Temporal-Distributed Backdoor Attack against Video Based Action Recognition

Authors: Xi Li, Songhe Wang, Ruiquan Huang, Mahanth Gowda, George Kesidis

AAAI 2024 | Conference PDF | Archive PDF | Plain Text | LLM Run Details

Reproducibility Variable Result LLM Response
Research Type Experimental The effectiveness of the proposed attack is demonstrated by extensive experiments with various well-known models on two video recognition benchmarks, UCF101 and HMDB51, and a sign language recognition benchmark, Greek Sign Language (GSL) dataset. We delve into the impact of several influential factors on our proposed attack and identify an intriguing effect termed collateral damage through extensive studies.

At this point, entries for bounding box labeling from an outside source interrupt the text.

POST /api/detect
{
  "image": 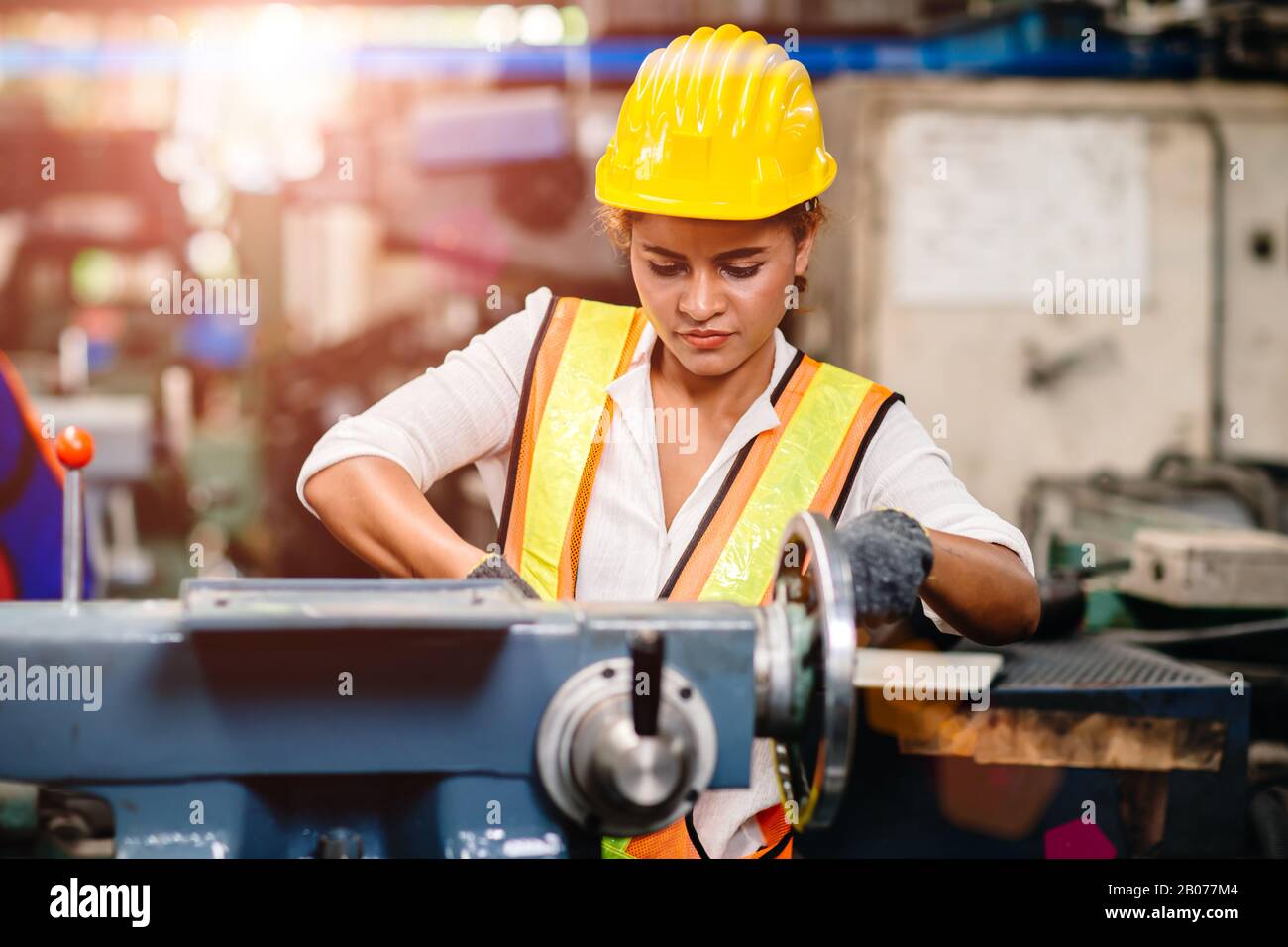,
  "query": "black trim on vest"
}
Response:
[657,349,805,601]
[684,809,793,858]
[684,809,711,858]
[828,391,903,526]
[496,295,562,556]
[756,828,793,858]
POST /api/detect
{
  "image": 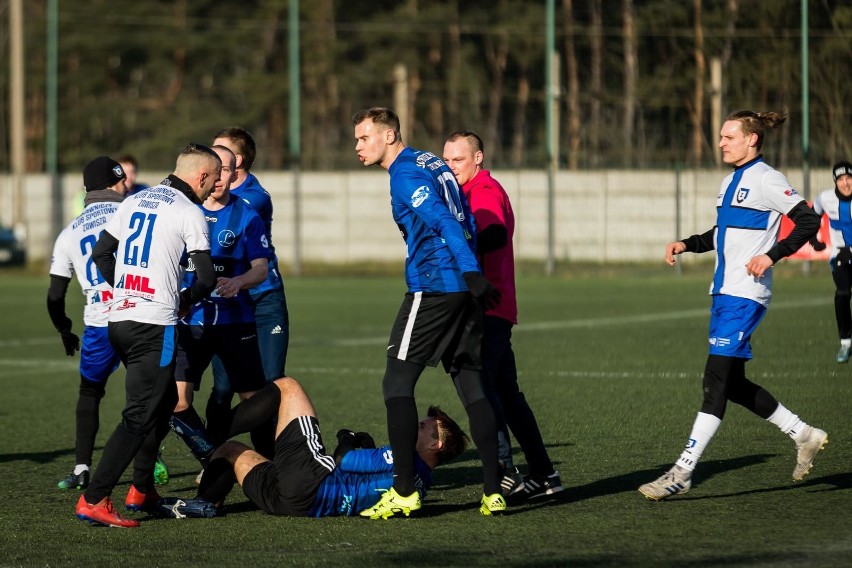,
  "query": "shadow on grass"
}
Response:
[502,454,784,512]
[687,472,852,501]
[0,448,74,464]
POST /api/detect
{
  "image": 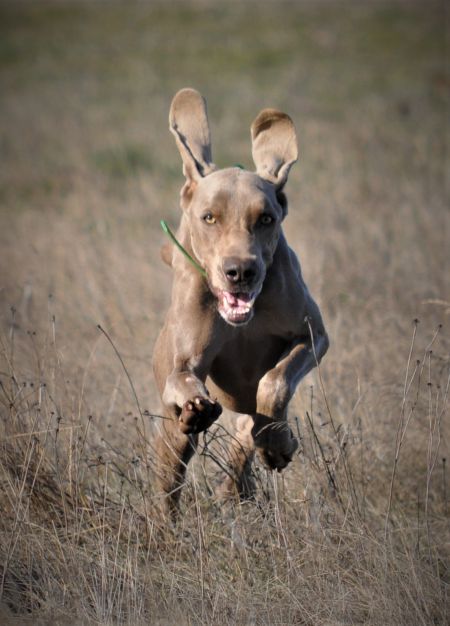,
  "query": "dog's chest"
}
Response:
[209,333,287,413]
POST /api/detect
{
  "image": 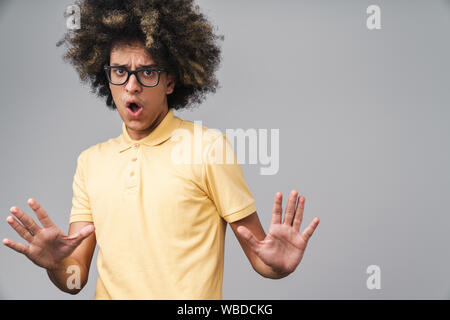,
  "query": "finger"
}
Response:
[27,198,54,228]
[284,190,298,226]
[271,192,283,224]
[9,207,41,235]
[292,196,306,231]
[6,216,33,242]
[302,217,320,242]
[3,239,28,255]
[67,224,95,246]
[237,226,260,252]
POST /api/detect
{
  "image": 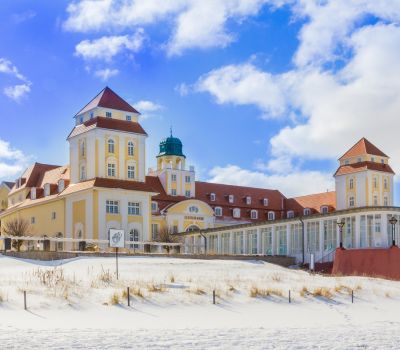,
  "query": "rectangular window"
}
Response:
[107,164,115,177]
[106,200,119,214]
[128,202,140,215]
[128,165,135,179]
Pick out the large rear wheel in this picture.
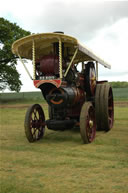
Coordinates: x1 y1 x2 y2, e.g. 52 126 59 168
85 62 96 97
80 102 96 144
24 104 45 142
95 83 114 131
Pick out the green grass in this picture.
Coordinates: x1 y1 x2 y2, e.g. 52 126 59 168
0 88 128 104
0 102 128 193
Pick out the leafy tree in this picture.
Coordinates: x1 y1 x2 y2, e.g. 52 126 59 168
0 18 30 92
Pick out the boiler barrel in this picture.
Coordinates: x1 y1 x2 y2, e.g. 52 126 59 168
46 87 85 108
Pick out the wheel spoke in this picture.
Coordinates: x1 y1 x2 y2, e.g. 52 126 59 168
25 104 45 142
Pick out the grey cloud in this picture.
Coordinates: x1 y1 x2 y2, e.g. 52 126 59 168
27 1 128 40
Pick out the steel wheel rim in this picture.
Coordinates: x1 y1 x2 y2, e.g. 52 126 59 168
29 107 45 141
108 88 114 128
89 67 96 95
86 107 96 143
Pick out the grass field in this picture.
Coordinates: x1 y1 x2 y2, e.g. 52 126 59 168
0 101 128 193
0 88 128 103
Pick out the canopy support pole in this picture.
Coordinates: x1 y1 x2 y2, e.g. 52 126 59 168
32 39 36 80
64 48 78 77
59 39 63 79
96 61 98 81
18 53 33 80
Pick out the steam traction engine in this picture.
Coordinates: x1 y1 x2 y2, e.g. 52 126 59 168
12 32 114 143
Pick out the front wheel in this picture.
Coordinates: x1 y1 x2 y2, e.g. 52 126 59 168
80 102 96 144
24 104 45 142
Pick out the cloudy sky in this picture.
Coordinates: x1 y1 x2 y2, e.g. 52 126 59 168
0 0 128 91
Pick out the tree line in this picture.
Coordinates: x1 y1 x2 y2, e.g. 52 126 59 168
110 81 128 88
0 18 128 92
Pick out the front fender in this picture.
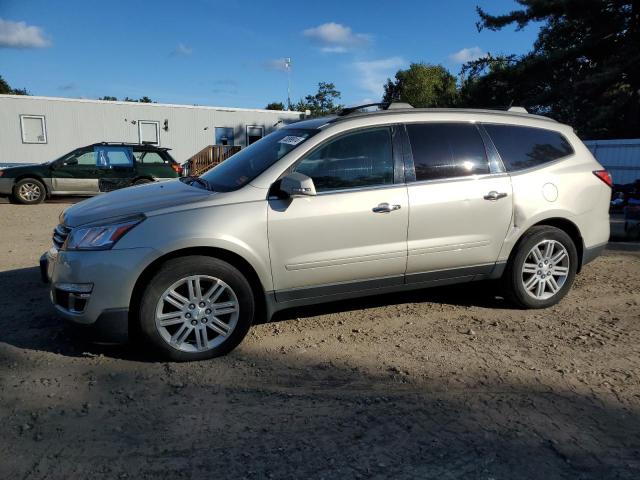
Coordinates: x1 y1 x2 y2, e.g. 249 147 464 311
114 201 273 291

Researcher Affiliation Academia The Pennsylvania State University {xzl45, sxw5765, rzh5514, mkg31, gik2}@psu.edu
Pseudocode No The paper does not contain any structured pseudocode or algorithm blocks.

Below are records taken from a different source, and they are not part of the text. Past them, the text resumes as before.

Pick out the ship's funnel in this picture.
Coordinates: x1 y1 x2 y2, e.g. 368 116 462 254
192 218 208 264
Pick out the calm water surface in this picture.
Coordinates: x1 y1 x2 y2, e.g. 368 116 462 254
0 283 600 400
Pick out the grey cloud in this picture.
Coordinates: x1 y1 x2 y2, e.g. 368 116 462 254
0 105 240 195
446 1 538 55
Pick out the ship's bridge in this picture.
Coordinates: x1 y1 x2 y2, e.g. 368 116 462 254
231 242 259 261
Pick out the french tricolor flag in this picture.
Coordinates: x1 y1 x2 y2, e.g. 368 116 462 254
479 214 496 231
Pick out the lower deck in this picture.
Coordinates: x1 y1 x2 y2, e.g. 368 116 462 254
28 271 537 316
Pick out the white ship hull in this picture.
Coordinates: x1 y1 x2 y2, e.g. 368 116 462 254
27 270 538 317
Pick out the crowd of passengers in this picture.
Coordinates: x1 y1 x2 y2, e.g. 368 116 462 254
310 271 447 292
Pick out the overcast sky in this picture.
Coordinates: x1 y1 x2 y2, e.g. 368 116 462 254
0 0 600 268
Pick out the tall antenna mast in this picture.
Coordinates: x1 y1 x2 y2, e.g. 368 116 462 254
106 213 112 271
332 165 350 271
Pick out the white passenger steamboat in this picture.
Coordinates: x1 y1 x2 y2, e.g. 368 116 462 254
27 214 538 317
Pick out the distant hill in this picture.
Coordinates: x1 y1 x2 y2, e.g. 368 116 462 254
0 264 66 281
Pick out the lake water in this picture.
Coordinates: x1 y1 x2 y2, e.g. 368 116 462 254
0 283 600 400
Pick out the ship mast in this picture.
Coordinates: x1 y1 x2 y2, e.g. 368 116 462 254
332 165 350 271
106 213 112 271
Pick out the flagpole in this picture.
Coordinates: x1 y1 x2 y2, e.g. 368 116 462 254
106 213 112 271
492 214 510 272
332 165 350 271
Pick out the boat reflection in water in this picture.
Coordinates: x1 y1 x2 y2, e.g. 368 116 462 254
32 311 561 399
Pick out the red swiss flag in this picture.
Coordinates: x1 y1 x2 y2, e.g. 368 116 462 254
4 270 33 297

Open Source Code No The paper does not provide any explicit statements or links indicating the availability of open-source code for the methodology described.
Open Datasets Yes Datasets: We consider two benchmark datasets used in video action recognition, UCF-101 (Soomro, Zamir, and Shah 2012) and HMDB-51 (Kuehne et al. 2011), and a sign language recognition benchmark, Greek Sign Language (GSL) dataset (Adaloglou et al. 2022).

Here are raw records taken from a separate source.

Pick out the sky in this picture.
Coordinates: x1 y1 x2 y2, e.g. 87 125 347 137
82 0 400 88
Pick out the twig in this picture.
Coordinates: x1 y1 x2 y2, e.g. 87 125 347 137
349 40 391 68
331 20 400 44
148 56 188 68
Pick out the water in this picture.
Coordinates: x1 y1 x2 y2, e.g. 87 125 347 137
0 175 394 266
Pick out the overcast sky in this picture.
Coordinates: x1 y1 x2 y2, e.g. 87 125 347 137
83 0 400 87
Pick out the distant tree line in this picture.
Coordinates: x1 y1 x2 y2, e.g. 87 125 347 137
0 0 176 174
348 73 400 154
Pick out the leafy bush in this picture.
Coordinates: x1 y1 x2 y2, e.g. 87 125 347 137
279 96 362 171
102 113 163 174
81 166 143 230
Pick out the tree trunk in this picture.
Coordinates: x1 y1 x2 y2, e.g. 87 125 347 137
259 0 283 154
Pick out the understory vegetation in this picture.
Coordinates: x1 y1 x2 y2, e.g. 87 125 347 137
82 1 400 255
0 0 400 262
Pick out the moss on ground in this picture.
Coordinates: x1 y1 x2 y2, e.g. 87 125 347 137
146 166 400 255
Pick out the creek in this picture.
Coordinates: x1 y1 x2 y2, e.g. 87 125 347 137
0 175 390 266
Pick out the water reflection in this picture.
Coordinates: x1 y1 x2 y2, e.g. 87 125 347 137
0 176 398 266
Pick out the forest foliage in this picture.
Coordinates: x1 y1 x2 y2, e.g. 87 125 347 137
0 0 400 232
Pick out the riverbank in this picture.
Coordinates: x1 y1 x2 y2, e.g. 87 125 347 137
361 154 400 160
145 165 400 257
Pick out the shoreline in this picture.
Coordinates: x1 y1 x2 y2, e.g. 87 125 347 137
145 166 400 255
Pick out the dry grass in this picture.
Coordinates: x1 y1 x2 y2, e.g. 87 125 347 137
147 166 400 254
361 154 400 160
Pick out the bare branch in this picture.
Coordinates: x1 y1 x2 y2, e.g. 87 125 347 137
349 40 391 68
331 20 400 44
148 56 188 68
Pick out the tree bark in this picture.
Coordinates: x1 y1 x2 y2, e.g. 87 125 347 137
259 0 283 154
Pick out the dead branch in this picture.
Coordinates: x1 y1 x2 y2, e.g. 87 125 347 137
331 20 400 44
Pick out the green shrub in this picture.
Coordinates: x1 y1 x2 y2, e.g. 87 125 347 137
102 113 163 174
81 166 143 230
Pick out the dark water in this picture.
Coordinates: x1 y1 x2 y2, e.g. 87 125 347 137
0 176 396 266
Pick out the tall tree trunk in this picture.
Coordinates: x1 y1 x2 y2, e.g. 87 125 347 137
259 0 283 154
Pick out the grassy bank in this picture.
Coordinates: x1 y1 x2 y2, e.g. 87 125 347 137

Dataset Splits No The paper does not explicitly state the training, validation, and test dataset splits with percentages or counts for their experiments. While it mentions "test set" and "training samples", a validation split is not specified.
Hardware Specification No The paper does not provide specific details about the hardware used for running the experiments, such as GPU models, CPU specifications, or cloud computing instance types.
Software Dependencies No The paper mentions using "Adam W optimizer (Loshchilov and Hutter 2019)" but does not specify version numbers for any programming languages, libraries, or other software dependencies necessary for replication.
Experiment Setup Yes Training Settings: We train all the models on all the datasets for 10 epochs, using the Adam W optimizer (Loshchilov and Hutter 2019) with an initial learning rate of 0.0003. Following the common training strategy in video recognition (Hammoud et al. 2023) and for reducing computation cost, we down-sample the videos into 32 frames.